Damit wird deutlich: Das Werk in der Geisterwelt ist nicht ein Nebenakt des Heilsplans, sondern dessen logische Vollendung. Es ist Ausdruck göttlicher Liebe und vollkommener Gerechtigkeit. Kein Mensch wird vergessen, keine Seele übersehen. 

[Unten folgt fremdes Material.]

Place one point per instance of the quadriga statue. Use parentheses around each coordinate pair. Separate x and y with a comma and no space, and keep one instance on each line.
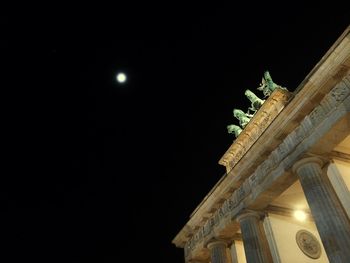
(256,102)
(243,117)
(267,86)
(236,130)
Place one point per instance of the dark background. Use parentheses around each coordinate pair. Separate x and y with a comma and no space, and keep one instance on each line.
(96,171)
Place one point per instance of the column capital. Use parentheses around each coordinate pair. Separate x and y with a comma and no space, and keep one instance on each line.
(249,213)
(216,242)
(313,160)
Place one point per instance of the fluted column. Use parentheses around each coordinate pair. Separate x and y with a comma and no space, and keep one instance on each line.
(332,223)
(218,252)
(233,253)
(254,240)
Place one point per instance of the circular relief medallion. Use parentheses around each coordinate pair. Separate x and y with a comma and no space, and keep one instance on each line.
(308,243)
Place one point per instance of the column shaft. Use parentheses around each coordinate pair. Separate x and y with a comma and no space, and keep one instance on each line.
(254,240)
(331,220)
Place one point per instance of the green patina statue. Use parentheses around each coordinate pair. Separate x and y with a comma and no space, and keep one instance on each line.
(255,100)
(243,117)
(267,86)
(236,130)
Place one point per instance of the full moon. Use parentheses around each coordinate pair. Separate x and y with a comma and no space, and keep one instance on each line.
(121,77)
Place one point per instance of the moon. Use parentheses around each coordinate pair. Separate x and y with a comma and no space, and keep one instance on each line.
(121,77)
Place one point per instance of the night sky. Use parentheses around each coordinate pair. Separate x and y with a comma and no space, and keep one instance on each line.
(107,172)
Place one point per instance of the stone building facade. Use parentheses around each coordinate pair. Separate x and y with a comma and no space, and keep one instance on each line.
(285,195)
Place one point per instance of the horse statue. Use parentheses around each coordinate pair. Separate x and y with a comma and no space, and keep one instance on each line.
(256,102)
(236,130)
(267,86)
(243,117)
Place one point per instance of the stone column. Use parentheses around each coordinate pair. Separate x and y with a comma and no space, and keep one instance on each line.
(254,240)
(233,253)
(332,223)
(218,252)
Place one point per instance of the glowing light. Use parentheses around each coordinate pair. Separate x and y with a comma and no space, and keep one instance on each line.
(121,77)
(300,215)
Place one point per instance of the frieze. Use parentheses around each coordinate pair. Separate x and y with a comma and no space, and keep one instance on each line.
(338,94)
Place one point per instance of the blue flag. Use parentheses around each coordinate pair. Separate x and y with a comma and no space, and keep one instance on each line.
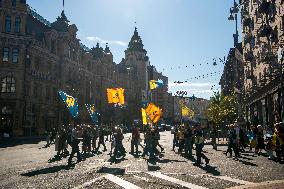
(92,111)
(71,103)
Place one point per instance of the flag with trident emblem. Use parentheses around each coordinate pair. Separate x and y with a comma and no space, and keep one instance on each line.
(154,112)
(93,113)
(71,103)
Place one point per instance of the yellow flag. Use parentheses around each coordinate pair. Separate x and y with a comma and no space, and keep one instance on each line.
(153,84)
(186,112)
(154,112)
(144,117)
(120,92)
(115,96)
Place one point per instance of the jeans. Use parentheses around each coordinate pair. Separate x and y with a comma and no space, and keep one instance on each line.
(188,146)
(199,153)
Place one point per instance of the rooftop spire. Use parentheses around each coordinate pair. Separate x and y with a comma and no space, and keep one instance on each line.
(136,43)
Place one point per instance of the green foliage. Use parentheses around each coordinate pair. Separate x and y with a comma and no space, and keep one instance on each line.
(222,108)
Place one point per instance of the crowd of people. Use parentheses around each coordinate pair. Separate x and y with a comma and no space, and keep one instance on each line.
(185,137)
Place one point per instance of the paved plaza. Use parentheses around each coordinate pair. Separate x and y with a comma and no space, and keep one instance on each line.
(28,166)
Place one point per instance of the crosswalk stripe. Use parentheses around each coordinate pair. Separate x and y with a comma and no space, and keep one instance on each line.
(232,179)
(176,181)
(121,182)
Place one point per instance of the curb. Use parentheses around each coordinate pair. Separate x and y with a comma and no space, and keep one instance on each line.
(276,184)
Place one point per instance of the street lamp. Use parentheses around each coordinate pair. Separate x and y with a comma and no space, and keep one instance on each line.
(235,10)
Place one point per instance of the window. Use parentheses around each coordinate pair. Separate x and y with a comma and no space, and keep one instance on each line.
(5,54)
(17,24)
(35,90)
(8,85)
(47,94)
(14,3)
(8,24)
(15,58)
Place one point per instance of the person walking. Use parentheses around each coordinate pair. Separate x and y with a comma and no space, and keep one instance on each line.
(278,140)
(135,140)
(232,142)
(199,144)
(94,136)
(119,148)
(260,140)
(181,139)
(101,140)
(75,145)
(188,141)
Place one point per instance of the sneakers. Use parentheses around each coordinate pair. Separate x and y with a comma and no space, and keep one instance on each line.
(207,161)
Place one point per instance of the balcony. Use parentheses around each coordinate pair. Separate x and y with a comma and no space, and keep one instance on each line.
(249,56)
(247,22)
(264,31)
(264,7)
(248,38)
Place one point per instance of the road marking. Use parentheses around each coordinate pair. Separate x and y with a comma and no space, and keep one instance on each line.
(88,183)
(141,178)
(176,181)
(121,182)
(267,184)
(231,179)
(128,165)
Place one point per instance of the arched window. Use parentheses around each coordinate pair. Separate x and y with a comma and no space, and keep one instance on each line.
(8,85)
(8,24)
(17,24)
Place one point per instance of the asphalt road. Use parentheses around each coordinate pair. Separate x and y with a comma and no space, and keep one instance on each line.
(27,166)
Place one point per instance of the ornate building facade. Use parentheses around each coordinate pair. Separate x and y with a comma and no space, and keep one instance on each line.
(263,40)
(38,58)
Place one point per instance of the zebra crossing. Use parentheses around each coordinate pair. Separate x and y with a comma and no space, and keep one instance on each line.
(140,179)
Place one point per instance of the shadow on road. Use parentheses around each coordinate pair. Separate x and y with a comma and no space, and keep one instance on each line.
(16,142)
(210,169)
(246,162)
(47,170)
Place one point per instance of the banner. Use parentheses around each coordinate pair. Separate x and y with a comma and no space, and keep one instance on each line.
(92,111)
(115,96)
(71,103)
(186,112)
(156,83)
(144,116)
(154,112)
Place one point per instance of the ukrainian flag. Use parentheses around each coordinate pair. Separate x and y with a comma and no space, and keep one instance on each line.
(154,112)
(115,96)
(71,103)
(156,83)
(92,111)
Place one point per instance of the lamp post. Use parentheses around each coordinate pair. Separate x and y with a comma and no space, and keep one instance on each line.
(235,10)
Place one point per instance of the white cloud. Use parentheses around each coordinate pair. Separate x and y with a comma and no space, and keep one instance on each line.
(100,40)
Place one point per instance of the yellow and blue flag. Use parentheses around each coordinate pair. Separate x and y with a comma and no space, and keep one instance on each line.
(154,112)
(71,103)
(156,83)
(115,96)
(186,112)
(93,113)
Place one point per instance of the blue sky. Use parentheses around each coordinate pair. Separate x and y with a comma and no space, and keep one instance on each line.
(176,33)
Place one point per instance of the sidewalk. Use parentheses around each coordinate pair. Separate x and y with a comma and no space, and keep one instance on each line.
(277,184)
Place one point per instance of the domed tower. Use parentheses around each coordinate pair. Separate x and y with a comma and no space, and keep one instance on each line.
(136,58)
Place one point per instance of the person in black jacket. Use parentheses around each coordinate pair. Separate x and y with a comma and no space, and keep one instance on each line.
(188,141)
(75,145)
(199,144)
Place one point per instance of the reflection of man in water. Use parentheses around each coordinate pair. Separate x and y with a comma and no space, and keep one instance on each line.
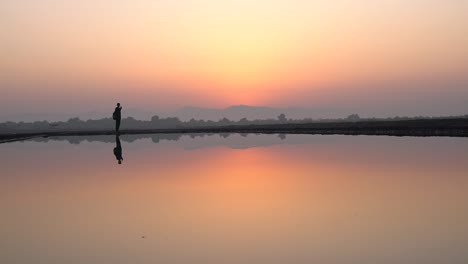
(117,117)
(118,150)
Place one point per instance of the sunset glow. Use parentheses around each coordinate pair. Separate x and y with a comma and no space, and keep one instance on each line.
(166,54)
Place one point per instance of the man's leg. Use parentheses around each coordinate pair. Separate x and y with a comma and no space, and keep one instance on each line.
(117,125)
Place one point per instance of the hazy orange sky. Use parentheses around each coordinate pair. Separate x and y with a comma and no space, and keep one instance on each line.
(376,58)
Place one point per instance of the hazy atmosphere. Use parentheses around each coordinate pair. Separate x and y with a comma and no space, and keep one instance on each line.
(376,58)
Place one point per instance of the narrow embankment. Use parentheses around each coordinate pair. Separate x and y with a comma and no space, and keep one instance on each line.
(414,128)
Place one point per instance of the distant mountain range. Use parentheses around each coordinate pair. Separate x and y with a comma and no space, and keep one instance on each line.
(186,113)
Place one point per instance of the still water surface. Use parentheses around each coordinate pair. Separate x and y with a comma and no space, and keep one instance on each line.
(235,199)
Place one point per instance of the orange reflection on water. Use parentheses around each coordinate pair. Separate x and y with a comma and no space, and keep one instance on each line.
(334,200)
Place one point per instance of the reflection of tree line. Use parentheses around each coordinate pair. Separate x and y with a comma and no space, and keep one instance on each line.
(155,138)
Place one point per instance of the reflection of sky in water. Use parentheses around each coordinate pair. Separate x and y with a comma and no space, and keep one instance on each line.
(253,199)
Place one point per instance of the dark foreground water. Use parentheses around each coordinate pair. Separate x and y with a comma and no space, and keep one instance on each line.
(235,199)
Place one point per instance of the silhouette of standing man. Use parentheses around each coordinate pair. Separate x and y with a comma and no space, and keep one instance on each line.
(117,117)
(118,150)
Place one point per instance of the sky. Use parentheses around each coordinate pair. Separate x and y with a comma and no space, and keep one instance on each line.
(374,58)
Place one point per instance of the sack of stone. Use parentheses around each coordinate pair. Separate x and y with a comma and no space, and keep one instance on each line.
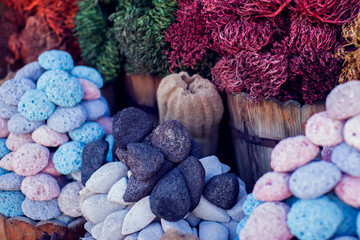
(48,113)
(159,183)
(309,197)
(195,102)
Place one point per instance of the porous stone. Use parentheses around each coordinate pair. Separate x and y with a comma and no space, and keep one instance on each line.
(48,137)
(40,210)
(268,221)
(56,59)
(34,105)
(348,190)
(180,225)
(20,125)
(15,141)
(173,139)
(139,216)
(347,159)
(10,182)
(272,187)
(87,132)
(88,73)
(93,157)
(31,70)
(343,101)
(10,203)
(151,232)
(222,190)
(64,91)
(143,160)
(40,187)
(314,179)
(6,111)
(314,219)
(293,152)
(170,198)
(96,208)
(90,90)
(137,189)
(67,119)
(194,175)
(131,125)
(113,223)
(322,130)
(4,130)
(213,231)
(106,176)
(69,199)
(208,211)
(212,167)
(30,159)
(12,90)
(68,157)
(96,109)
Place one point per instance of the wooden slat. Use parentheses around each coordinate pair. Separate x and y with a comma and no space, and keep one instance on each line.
(20,228)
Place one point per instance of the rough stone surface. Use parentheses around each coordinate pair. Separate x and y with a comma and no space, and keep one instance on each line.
(314,179)
(12,90)
(194,175)
(20,125)
(96,208)
(314,219)
(34,105)
(56,59)
(347,159)
(64,120)
(143,160)
(268,221)
(15,141)
(131,125)
(10,203)
(93,157)
(207,211)
(222,190)
(30,159)
(40,187)
(170,198)
(40,210)
(68,157)
(173,139)
(213,231)
(139,216)
(106,176)
(10,182)
(69,199)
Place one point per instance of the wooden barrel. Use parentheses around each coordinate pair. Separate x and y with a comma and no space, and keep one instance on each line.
(141,90)
(23,228)
(257,127)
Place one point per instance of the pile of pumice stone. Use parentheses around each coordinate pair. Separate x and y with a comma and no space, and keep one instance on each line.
(48,113)
(159,182)
(307,196)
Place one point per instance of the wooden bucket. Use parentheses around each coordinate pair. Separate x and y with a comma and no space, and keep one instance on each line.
(23,228)
(257,127)
(141,90)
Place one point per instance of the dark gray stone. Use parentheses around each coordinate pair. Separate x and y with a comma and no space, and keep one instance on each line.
(137,189)
(173,139)
(144,160)
(194,174)
(131,125)
(93,157)
(170,198)
(222,190)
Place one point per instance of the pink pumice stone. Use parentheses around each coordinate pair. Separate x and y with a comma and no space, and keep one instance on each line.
(292,153)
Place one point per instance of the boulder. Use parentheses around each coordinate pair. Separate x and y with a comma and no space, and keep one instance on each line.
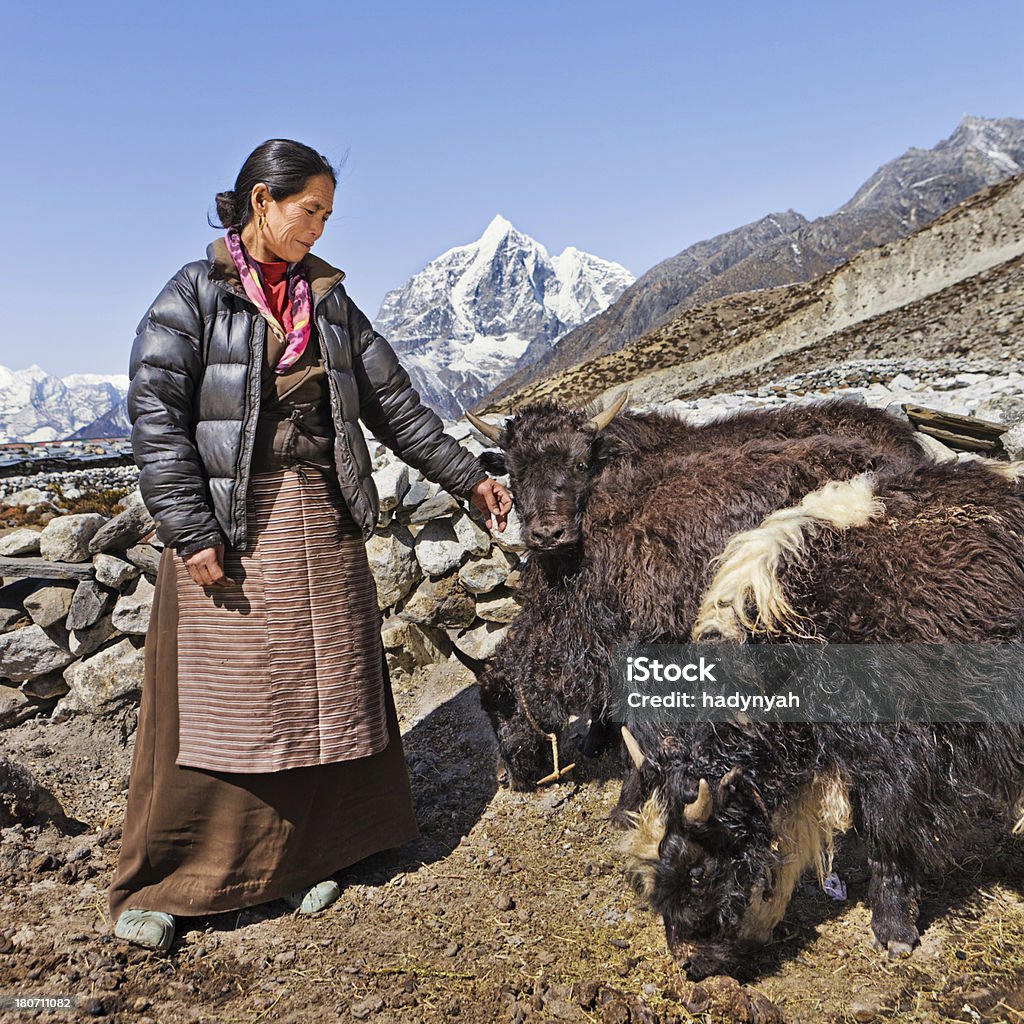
(391,481)
(91,601)
(410,646)
(107,678)
(113,571)
(131,613)
(438,602)
(67,538)
(46,687)
(500,605)
(480,641)
(84,642)
(123,530)
(19,542)
(50,604)
(30,651)
(441,504)
(393,564)
(145,556)
(438,550)
(480,576)
(1013,441)
(471,535)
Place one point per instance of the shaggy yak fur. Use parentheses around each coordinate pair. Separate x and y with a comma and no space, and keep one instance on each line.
(732,814)
(623,526)
(641,532)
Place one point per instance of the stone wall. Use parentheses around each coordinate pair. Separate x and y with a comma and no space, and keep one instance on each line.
(76,593)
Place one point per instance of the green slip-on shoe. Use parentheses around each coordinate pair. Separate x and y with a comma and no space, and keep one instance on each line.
(145,928)
(320,897)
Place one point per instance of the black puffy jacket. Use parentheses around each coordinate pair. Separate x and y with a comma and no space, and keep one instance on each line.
(195,394)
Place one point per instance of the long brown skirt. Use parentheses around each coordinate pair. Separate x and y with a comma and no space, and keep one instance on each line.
(198,842)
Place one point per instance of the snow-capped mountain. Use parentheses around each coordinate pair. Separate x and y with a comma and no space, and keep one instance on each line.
(37,407)
(463,322)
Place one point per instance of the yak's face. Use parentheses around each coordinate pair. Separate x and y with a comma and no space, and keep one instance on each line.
(701,868)
(551,455)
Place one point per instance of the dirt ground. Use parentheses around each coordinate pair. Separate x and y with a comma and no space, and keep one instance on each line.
(510,907)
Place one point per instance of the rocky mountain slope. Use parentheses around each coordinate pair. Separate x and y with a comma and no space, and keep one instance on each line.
(469,315)
(953,288)
(781,249)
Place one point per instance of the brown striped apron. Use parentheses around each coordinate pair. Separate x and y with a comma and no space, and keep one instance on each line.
(198,842)
(283,669)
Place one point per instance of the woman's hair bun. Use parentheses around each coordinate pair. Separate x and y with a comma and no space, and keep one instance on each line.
(283,165)
(225,209)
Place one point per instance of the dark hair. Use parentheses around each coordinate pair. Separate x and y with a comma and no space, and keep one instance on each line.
(284,166)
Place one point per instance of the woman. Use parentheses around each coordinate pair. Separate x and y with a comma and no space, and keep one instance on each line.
(268,754)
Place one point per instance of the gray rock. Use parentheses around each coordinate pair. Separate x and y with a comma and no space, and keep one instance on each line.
(511,538)
(107,678)
(123,530)
(15,707)
(30,651)
(19,542)
(472,537)
(441,504)
(480,576)
(145,556)
(131,613)
(480,641)
(410,646)
(392,482)
(46,687)
(420,488)
(23,800)
(1006,409)
(12,619)
(393,564)
(437,548)
(1013,441)
(84,642)
(28,498)
(67,538)
(90,602)
(49,604)
(113,571)
(499,606)
(438,602)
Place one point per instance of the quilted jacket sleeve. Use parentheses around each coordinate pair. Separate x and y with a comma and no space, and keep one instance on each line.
(392,410)
(165,372)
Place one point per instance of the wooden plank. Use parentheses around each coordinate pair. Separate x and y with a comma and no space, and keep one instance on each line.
(969,426)
(40,568)
(960,442)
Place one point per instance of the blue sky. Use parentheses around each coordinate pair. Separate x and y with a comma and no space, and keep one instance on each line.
(628,132)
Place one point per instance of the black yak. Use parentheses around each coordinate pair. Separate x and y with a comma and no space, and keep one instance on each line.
(733,813)
(624,516)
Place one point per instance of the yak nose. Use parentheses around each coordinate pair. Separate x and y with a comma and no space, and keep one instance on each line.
(547,535)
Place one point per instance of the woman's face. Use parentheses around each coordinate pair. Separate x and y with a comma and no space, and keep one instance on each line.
(293,223)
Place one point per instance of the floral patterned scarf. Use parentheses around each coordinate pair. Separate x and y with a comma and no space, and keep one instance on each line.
(297,309)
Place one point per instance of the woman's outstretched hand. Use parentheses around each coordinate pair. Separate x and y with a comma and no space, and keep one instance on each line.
(207,567)
(494,501)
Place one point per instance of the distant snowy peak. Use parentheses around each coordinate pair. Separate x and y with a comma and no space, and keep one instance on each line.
(468,315)
(37,407)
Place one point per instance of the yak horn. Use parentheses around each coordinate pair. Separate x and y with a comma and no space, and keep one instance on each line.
(699,811)
(602,419)
(633,747)
(487,429)
(732,775)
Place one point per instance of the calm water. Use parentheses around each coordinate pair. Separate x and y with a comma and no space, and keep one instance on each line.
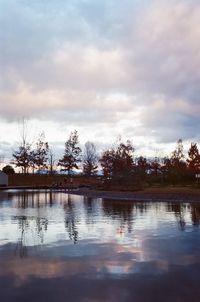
(60,247)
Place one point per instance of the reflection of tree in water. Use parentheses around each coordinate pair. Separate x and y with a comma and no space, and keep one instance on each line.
(71,220)
(37,226)
(120,210)
(31,227)
(195,214)
(90,209)
(179,211)
(34,199)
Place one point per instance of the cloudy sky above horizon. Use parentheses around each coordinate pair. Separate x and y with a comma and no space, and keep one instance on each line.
(103,67)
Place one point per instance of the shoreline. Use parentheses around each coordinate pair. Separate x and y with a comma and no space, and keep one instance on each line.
(166,194)
(139,195)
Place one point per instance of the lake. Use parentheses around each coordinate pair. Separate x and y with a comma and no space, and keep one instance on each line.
(61,247)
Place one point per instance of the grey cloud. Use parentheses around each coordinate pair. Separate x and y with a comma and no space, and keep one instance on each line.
(59,57)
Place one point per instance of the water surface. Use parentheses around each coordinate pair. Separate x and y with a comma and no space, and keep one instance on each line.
(60,247)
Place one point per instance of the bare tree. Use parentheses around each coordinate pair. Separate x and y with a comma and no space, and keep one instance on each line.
(22,156)
(39,156)
(51,161)
(71,156)
(90,159)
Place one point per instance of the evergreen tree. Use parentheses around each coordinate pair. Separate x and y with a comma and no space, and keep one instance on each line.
(71,157)
(90,159)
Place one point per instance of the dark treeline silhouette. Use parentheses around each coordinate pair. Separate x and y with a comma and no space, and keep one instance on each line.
(117,165)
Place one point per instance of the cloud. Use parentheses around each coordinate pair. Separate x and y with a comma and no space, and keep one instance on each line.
(103,63)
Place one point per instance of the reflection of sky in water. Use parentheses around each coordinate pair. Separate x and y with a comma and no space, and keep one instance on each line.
(58,236)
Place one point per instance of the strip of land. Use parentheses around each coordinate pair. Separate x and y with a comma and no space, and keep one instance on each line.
(152,194)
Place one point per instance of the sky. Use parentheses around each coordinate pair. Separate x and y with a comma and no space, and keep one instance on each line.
(107,68)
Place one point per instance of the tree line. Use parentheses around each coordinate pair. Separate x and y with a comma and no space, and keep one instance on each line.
(118,163)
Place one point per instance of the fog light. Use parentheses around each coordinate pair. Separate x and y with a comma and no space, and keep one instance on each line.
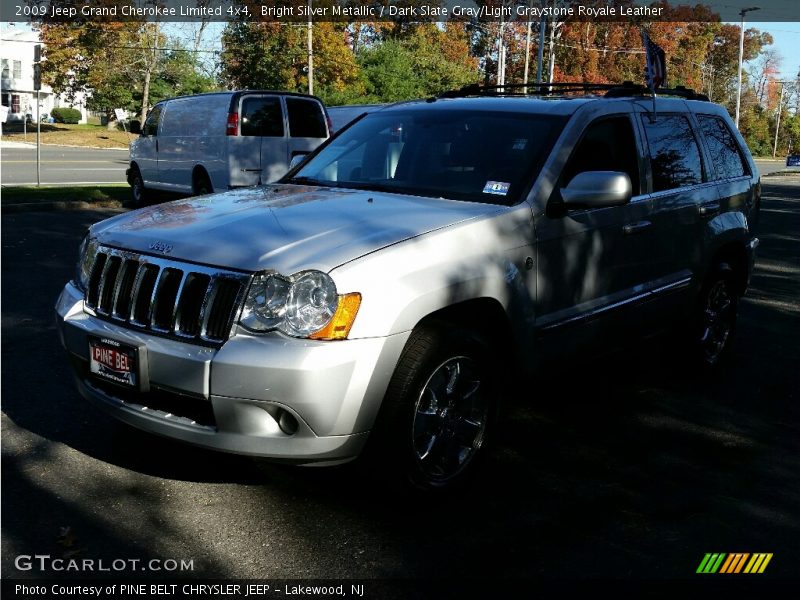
(287,423)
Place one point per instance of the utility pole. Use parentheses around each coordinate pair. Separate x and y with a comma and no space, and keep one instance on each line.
(742,13)
(37,86)
(778,123)
(501,55)
(540,57)
(310,53)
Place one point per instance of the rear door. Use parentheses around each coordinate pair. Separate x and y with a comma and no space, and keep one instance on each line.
(683,200)
(259,153)
(308,126)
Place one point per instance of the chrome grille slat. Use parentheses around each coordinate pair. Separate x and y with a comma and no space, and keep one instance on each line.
(108,282)
(165,297)
(124,293)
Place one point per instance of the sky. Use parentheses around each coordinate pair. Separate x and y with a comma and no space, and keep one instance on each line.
(786,40)
(786,36)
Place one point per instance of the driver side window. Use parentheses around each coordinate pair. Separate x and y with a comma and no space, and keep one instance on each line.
(608,144)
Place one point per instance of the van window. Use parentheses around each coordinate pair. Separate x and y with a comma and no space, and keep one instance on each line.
(725,152)
(674,153)
(262,116)
(607,145)
(151,123)
(195,116)
(305,118)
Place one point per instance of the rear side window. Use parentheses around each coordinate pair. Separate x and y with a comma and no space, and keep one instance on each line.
(674,153)
(724,150)
(262,116)
(305,118)
(151,123)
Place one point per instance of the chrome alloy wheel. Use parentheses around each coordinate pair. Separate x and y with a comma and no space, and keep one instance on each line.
(718,319)
(450,419)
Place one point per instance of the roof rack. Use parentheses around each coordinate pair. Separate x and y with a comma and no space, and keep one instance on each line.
(612,90)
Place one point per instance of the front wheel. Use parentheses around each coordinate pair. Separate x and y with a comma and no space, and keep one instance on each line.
(440,408)
(202,185)
(138,191)
(715,317)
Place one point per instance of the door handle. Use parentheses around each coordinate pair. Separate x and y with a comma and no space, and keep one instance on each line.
(708,209)
(636,227)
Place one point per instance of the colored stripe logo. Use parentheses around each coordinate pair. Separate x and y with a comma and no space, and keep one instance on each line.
(737,562)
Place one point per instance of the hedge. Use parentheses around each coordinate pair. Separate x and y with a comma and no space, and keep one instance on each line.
(70,116)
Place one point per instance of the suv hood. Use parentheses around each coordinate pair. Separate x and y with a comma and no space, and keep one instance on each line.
(282,227)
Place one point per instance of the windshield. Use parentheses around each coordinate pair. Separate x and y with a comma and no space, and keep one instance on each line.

Diese Offenbarung vermittelt Hoffnung angesichts des Todes. Joseph F. Smith, der selbst viele seiner Kinder und Freunde verloren hatte, empfing darin Trost und Zuversicht: Das Werk des Herrn endet nie, und der Tod hat keine Macht, das Evangelium aufzuhalten. 

Geistliche Bedeutung und heutige Anwendung 

Diese Vision lädt uns ein, über die Ewigkeit unserer Berufung nachzudenken. Jeder, der Christus folgt, wird Teil seines Missionswerkes – jetzt und später. Wenn wir heute Zeugnis geben, Familienbande festigen oder Tempelarbeit verrichten, schließen wir uns der gleichen Bewegung an, die Joseph F. Smith im Jenseits sah. 

Vers 57 erinnert uns daran, dass wahre Jüngerschaft über den Tod hinauswirkt. Treue Älteste – und ebenso treue Schwestern – setzen ihr Werk fort. Im Reich der Geister dienen sie mit demselben Eifer, den sie auf Erden gezeigt haben. Diese Erkenntnis ruft uns auf, im Diesseits entschlossen zu handeln, denn unsere Arbeit endet nicht mit dem Tod, sie verwandelt sich. 

Wenn wir wissen, dass der Dienst für Christus nicht an der Schwelle des Todes endet – wie können wir heute leben, um würdig zu sein, eines Tages im gleichen Werk der Befreiung und des Lichts weiterzuwirken? 

findechristus.org

Freitag, 5. Dezember 2025

Gingen meinem Verständnis die Augen auf

 

(Bild: Quelle)

„Als ich über dies Geschriebene nachsann, gingen meinem Verständnis die Augen auf, und der Geist des Herrn ruhte auf mir.“ (Lehre und Bündnisse 138:11). 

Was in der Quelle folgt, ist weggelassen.